Install the WordFence plugin and activate it. Go through the required motions for the initial setup wizard. Use email address “firstname.lastname@example.org”, and do not sign up for the newsletter.
Now, if you do a browser reload a time or two, you’ll get a message at the top of the screen stating “To make your site as secure as possible, take a moment to optimize the Wordfence Web Application Firewall:”
- Click “Click here to configure”, and you’ll get a popup titled “Optimize Wordfence Firewall”.
- Click the button to download .user.ini (we don’t really need the file, so you can click Cancel when it asks you to save).

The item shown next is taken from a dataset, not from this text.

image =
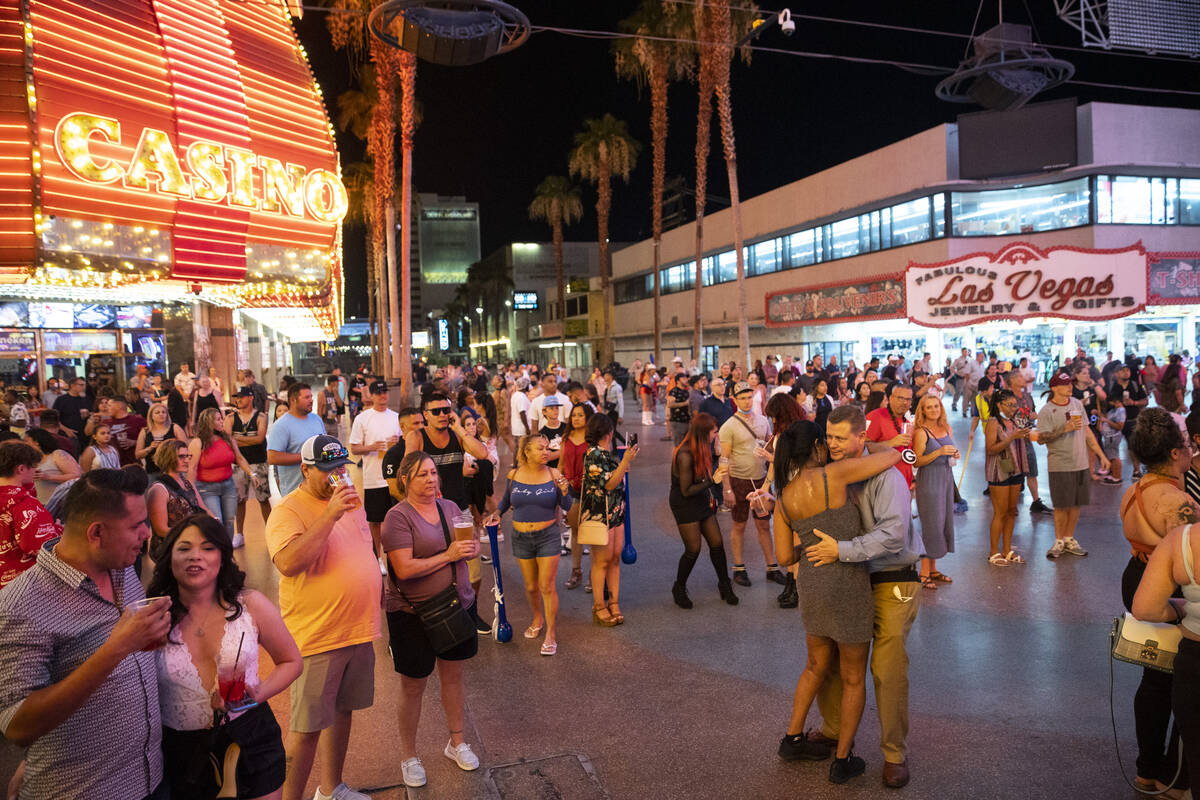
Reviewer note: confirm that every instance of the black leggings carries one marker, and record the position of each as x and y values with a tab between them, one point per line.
1186	702
1152	707
691	534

When you click that button, the system will enable the Continue button.
- Go ahead and click “Continue”, which should result in an “Installation Successful” popup.
Those actions should leave you at the Wordfence Firewall Options page, if not, use menu selection Wordfence > Firewall to go there.
- Change the Web Application Firewall Status dropdown from “Learning Mode” to “Enabled and Protecting”.
- Verify that the Protection Level is set to “Extended Protection”. If not, hit reload and follow the steps in the previous bullet list again.
- If you are going to load a Premium license, you can click the “Upgrade to Premium” button now.
Now you need to click the big “Save Changes” button in the upper-right corner of the page.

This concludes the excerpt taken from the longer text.